John had a singular high calling, yet it was far second, an underpinning, to the mission and passion of Christ on earth.  Leaving the grandeur and majesty of heaven, Jesus came to be despised, rejected, oppressed.  While He displayed supernatural power in compassion – healing the sick, feeding the hungry, raising the dead – the Son of God came not to extend His power to intercept or overthrow worldly kings and kingdoms.  The Son of God refrained from rising up against Herod, an act which would change the course of His mission,  the pathway of the cross.   Rather than establish Himself as ‘hero’, saving a man from wicked men in this world, Jesus maintained His singular focus – saving mankind from damnation for all eternity.  As Satan tempted Christ in the wilderness with places of power and position in this world – regardless of outward appearance  here –  again the Lord prevails.   He would allow no temporal victory in a condemned world to undermine His victory over death for all eternity.

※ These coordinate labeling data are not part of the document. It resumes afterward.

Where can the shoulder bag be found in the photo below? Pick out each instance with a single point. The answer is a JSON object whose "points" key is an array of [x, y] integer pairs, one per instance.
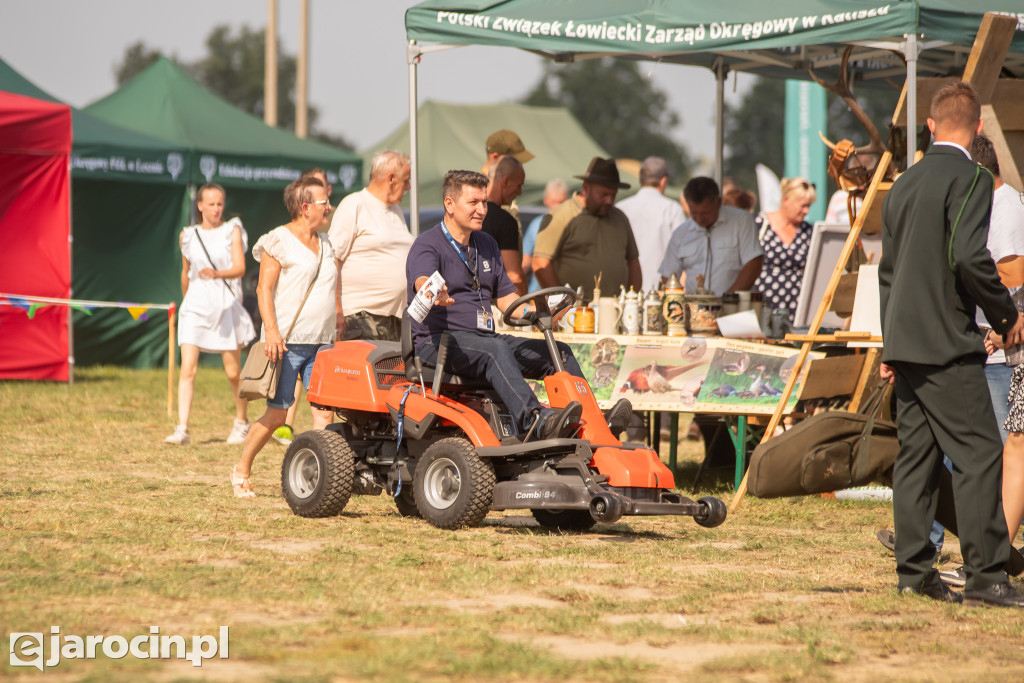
{"points": [[827, 452], [260, 374]]}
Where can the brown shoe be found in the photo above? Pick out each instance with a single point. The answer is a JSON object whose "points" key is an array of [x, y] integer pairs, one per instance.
{"points": [[998, 595], [936, 591]]}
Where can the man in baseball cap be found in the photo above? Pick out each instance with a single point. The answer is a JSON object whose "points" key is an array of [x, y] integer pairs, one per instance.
{"points": [[506, 142]]}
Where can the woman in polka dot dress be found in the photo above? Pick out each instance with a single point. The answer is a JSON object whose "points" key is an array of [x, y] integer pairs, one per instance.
{"points": [[785, 238]]}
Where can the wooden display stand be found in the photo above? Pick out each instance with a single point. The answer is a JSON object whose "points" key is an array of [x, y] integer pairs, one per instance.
{"points": [[1003, 113]]}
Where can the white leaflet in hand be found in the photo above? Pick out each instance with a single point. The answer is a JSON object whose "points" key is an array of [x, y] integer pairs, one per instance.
{"points": [[424, 299]]}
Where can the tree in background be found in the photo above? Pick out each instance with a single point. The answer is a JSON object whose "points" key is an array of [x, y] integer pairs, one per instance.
{"points": [[232, 69], [617, 107], [755, 129]]}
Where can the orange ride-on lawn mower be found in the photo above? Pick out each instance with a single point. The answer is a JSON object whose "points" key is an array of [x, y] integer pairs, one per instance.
{"points": [[449, 452]]}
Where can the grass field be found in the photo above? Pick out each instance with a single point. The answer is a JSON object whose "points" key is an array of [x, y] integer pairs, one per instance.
{"points": [[107, 530]]}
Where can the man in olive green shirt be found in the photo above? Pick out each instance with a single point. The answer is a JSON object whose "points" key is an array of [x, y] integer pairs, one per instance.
{"points": [[587, 235]]}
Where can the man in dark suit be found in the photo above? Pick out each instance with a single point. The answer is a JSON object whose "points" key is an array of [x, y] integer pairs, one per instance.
{"points": [[935, 268]]}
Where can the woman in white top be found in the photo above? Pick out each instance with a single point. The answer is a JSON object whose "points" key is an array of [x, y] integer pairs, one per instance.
{"points": [[290, 257], [212, 318]]}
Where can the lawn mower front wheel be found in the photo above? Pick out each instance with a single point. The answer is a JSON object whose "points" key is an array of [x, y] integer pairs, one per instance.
{"points": [[453, 485], [317, 473]]}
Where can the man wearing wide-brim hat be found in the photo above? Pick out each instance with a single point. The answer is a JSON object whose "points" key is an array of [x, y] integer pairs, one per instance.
{"points": [[587, 236]]}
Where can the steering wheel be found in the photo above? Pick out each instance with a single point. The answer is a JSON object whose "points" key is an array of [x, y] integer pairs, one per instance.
{"points": [[540, 313]]}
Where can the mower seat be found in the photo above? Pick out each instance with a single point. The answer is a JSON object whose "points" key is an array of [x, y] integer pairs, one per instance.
{"points": [[409, 357]]}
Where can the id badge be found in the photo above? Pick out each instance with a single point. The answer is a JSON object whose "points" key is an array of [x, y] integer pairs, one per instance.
{"points": [[484, 321]]}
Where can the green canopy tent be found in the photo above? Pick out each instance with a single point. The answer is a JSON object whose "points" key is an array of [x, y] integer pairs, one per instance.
{"points": [[127, 194], [453, 137], [781, 39], [253, 161]]}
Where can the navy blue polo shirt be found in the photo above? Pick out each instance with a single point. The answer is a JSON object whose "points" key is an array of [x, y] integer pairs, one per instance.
{"points": [[432, 251]]}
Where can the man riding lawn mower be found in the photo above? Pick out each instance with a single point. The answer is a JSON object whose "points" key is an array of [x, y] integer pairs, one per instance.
{"points": [[451, 445], [449, 451]]}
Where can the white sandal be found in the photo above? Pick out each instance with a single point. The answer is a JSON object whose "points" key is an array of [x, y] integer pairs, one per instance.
{"points": [[243, 487]]}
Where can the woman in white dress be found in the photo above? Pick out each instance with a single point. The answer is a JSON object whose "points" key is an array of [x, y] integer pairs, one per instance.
{"points": [[291, 258], [211, 318]]}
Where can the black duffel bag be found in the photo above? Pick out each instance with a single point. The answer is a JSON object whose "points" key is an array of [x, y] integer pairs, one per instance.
{"points": [[827, 452]]}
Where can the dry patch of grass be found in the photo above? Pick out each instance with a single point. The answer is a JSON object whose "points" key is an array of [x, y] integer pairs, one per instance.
{"points": [[105, 529]]}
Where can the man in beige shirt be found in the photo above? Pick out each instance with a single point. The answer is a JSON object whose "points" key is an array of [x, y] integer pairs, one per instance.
{"points": [[371, 241], [586, 236]]}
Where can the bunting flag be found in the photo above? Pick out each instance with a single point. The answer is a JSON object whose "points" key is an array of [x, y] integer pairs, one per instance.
{"points": [[31, 304], [18, 302]]}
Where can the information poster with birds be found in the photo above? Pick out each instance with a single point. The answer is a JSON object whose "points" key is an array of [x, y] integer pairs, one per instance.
{"points": [[684, 374]]}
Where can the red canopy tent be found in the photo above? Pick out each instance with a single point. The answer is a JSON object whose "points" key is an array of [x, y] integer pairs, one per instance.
{"points": [[35, 232]]}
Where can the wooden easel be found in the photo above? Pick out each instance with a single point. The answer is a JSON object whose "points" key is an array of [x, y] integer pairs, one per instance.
{"points": [[1003, 103], [812, 334]]}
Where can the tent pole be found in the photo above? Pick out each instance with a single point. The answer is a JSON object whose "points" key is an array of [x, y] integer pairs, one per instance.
{"points": [[719, 118], [302, 75], [911, 97], [413, 56], [270, 66], [71, 287]]}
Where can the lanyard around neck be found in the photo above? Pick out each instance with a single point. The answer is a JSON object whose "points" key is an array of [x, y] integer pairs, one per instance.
{"points": [[463, 258]]}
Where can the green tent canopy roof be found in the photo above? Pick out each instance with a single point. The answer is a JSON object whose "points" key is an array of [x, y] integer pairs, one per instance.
{"points": [[453, 136], [778, 39], [101, 150], [228, 145]]}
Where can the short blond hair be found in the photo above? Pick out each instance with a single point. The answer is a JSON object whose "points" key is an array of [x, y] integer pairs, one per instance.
{"points": [[798, 184], [299, 193], [956, 105]]}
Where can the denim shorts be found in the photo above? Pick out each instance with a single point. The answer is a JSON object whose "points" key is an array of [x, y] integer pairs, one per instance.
{"points": [[298, 361]]}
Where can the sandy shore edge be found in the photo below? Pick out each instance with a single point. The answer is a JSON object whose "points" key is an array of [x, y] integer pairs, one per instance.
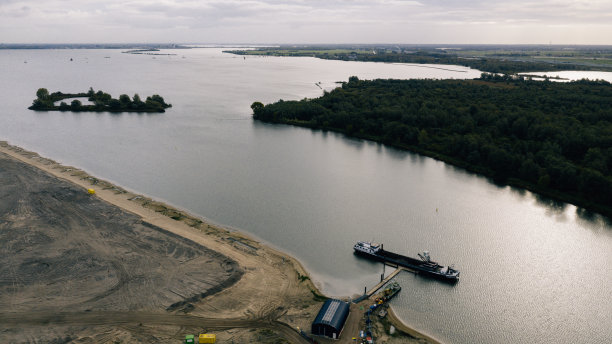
{"points": [[177, 221]]}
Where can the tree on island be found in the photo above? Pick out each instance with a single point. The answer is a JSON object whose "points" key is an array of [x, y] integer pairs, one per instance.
{"points": [[75, 105], [42, 94], [101, 102]]}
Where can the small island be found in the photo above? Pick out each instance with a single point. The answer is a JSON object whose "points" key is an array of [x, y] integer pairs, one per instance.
{"points": [[102, 102]]}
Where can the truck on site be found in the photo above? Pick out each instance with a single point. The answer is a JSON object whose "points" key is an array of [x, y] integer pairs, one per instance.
{"points": [[207, 338]]}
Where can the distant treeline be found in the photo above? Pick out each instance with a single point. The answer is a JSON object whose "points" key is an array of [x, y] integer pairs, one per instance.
{"points": [[45, 101], [508, 63], [551, 137]]}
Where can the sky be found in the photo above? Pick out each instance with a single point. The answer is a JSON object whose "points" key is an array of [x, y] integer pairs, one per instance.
{"points": [[307, 22]]}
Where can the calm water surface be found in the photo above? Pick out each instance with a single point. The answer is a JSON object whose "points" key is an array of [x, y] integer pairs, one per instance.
{"points": [[532, 270]]}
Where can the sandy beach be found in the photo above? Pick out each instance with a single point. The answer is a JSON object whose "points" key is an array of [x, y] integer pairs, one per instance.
{"points": [[135, 269]]}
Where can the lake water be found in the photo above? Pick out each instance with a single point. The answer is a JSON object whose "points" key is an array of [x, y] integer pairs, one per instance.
{"points": [[532, 270]]}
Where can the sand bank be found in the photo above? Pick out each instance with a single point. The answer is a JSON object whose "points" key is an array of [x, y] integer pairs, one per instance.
{"points": [[269, 290]]}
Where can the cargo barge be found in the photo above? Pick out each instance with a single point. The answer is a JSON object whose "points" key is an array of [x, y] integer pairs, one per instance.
{"points": [[423, 265]]}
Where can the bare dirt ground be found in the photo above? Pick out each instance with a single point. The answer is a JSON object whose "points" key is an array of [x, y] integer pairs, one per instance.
{"points": [[120, 267]]}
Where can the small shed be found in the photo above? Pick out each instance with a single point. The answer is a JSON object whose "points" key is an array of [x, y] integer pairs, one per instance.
{"points": [[331, 318]]}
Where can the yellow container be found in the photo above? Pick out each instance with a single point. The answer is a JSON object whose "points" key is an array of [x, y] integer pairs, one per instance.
{"points": [[207, 338]]}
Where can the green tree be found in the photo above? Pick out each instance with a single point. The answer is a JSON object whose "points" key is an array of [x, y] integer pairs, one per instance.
{"points": [[75, 105], [257, 108], [42, 94], [125, 100]]}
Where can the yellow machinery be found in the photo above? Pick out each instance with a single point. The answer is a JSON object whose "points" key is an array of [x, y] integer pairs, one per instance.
{"points": [[207, 338]]}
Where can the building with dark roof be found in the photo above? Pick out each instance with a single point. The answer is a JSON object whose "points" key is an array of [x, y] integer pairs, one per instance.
{"points": [[331, 318]]}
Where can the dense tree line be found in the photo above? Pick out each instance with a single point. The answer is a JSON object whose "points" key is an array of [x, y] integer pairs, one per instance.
{"points": [[511, 63], [101, 102], [552, 137]]}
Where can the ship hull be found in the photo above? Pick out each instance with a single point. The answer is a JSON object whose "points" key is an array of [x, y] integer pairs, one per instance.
{"points": [[407, 262]]}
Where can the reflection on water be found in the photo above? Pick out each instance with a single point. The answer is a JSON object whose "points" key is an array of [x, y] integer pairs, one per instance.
{"points": [[526, 261]]}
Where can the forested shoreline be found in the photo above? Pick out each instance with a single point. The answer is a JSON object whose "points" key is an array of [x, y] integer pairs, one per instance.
{"points": [[102, 102], [550, 137]]}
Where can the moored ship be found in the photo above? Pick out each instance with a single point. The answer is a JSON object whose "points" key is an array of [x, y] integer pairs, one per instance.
{"points": [[424, 264]]}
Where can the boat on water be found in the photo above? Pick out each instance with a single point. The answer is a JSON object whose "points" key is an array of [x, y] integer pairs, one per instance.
{"points": [[424, 264]]}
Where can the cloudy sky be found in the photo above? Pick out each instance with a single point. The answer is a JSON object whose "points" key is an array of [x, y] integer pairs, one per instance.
{"points": [[302, 21]]}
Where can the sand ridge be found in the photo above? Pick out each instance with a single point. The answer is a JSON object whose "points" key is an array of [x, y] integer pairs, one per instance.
{"points": [[268, 293]]}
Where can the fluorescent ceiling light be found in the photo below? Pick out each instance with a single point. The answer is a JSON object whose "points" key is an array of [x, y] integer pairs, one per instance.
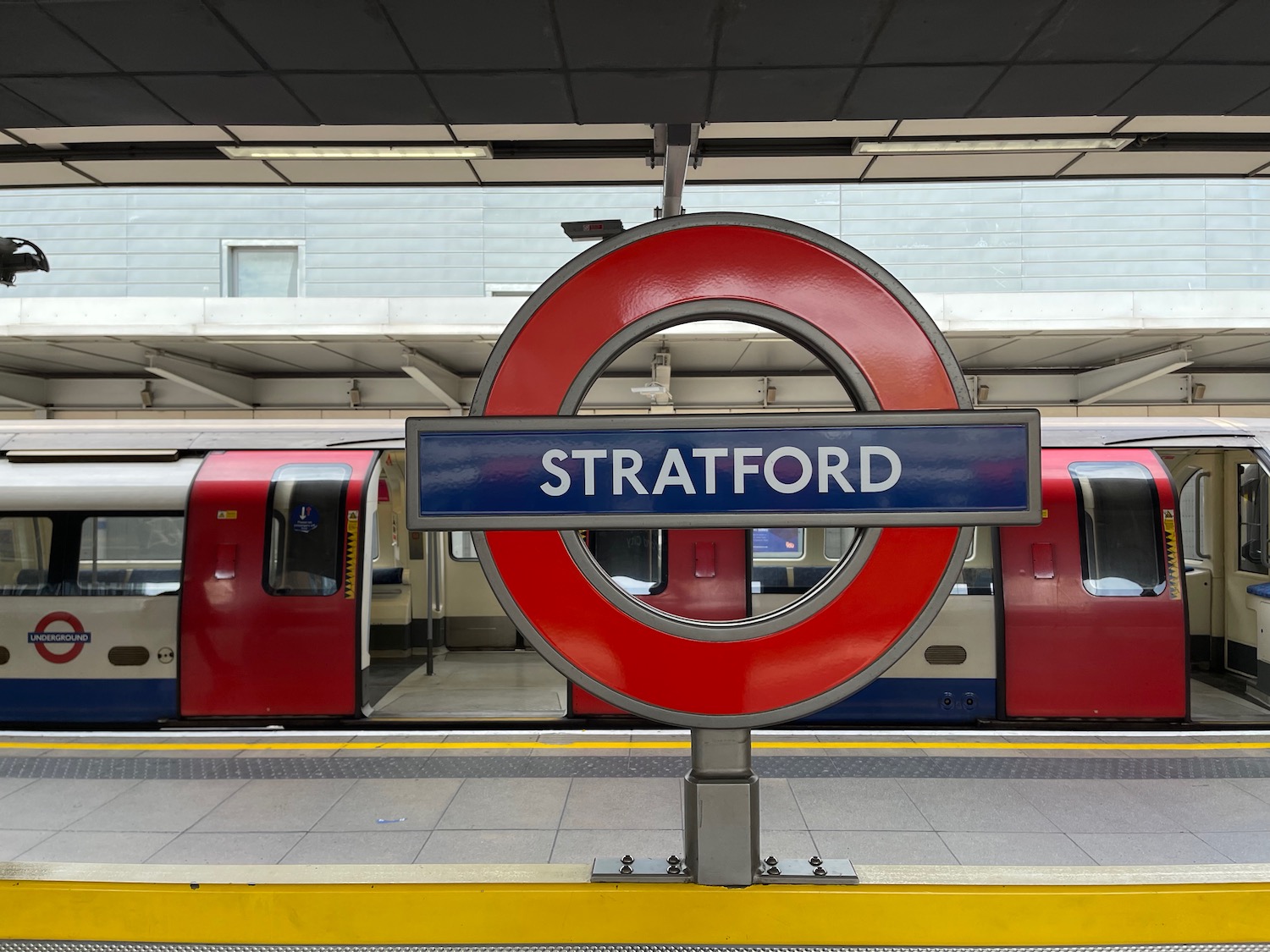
{"points": [[987, 145], [286, 151]]}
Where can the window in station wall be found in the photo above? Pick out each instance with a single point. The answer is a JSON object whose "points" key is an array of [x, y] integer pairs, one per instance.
{"points": [[262, 268]]}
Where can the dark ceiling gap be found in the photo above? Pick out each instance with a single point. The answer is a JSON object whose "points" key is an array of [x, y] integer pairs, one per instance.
{"points": [[1165, 58], [264, 66], [718, 17], [1013, 61], [864, 58], [564, 61]]}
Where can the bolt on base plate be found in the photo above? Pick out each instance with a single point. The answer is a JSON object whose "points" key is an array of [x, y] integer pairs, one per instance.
{"points": [[771, 871]]}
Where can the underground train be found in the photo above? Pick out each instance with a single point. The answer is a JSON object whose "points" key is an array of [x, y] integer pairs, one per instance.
{"points": [[185, 573]]}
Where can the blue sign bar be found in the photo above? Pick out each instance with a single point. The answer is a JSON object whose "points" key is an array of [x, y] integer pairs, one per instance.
{"points": [[955, 467]]}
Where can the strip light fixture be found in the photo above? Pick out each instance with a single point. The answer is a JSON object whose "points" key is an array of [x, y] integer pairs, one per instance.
{"points": [[286, 151], [967, 146]]}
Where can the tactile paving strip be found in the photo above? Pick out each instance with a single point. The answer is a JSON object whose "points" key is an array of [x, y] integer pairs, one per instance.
{"points": [[304, 768], [35, 946]]}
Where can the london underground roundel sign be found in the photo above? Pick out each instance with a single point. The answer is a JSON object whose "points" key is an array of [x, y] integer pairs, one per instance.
{"points": [[916, 467]]}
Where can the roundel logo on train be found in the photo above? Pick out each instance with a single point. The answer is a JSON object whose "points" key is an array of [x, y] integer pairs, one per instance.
{"points": [[42, 637]]}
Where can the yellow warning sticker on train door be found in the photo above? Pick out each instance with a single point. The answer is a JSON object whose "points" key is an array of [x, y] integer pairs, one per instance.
{"points": [[1173, 563], [351, 545]]}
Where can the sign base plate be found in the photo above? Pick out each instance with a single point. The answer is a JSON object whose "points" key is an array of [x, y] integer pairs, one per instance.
{"points": [[795, 871]]}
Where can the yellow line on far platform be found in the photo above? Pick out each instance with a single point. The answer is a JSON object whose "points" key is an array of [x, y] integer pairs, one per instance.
{"points": [[627, 746], [378, 914]]}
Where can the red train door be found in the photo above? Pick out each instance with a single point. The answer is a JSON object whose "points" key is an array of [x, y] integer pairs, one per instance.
{"points": [[1095, 619], [706, 578], [269, 619]]}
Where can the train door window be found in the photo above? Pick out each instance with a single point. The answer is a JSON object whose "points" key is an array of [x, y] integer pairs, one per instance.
{"points": [[838, 541], [130, 555], [302, 541], [1122, 548], [634, 559], [25, 543], [779, 543], [1194, 522], [461, 548], [1254, 505]]}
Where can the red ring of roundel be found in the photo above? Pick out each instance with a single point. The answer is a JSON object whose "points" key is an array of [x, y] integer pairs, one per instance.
{"points": [[616, 291]]}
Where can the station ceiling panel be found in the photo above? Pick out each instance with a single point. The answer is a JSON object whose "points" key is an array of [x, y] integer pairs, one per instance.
{"points": [[780, 91]]}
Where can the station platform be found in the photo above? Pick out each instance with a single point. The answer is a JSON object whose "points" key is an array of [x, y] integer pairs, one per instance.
{"points": [[467, 838], [875, 797]]}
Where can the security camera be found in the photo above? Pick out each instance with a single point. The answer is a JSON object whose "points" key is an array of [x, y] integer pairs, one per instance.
{"points": [[14, 263]]}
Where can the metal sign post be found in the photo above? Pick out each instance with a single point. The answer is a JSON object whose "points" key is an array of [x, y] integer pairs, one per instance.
{"points": [[914, 469]]}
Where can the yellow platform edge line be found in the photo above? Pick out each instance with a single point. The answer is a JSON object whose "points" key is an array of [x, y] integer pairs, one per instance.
{"points": [[624, 746], [634, 913]]}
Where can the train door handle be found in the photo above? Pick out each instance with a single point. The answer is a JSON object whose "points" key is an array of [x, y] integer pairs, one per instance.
{"points": [[1043, 560], [226, 560], [704, 565]]}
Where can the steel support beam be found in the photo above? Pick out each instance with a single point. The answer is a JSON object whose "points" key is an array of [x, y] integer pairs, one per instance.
{"points": [[231, 388], [1092, 386], [675, 145], [439, 381], [23, 390]]}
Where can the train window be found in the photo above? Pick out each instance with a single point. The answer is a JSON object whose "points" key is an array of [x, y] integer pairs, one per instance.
{"points": [[634, 559], [1122, 548], [25, 543], [838, 541], [1194, 522], [779, 543], [461, 548], [302, 538], [130, 555], [1254, 505]]}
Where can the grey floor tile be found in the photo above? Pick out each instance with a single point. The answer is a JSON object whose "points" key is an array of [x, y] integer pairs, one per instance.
{"points": [[1147, 848], [71, 847], [973, 806], [856, 805], [253, 751], [884, 847], [488, 847], [1204, 806], [1240, 847], [964, 748], [622, 804], [228, 848], [357, 847], [160, 806], [1094, 806], [274, 806], [403, 805], [98, 751], [787, 845], [777, 807], [1256, 786], [507, 804], [9, 784], [1015, 850], [53, 805], [188, 754], [586, 845], [14, 843]]}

This “Man of sorrows” had the anguish of foreknowledge here and would deeply grieve the death of His beloved prophet, servant, and cousin who would be left alone to die.   More than foreknowledge however, Christ divinely knows – even if we don’t – that for those surrendered to Him,  suffering and death are servants to the purposes of God.

Great – and none greater – was John the Baptist.   His divine mission complete, the sword could not rob him.  “Alone” was John’s place of communion and strength in God.  In the desert or a prison cell, John knew intimate heavenly fellowship that would strengthen and encourage, buffering all torment and fear.  The one who prepared the way for  God into the world would himself be ushered from this world to great reception and reward in the presence of almighty God.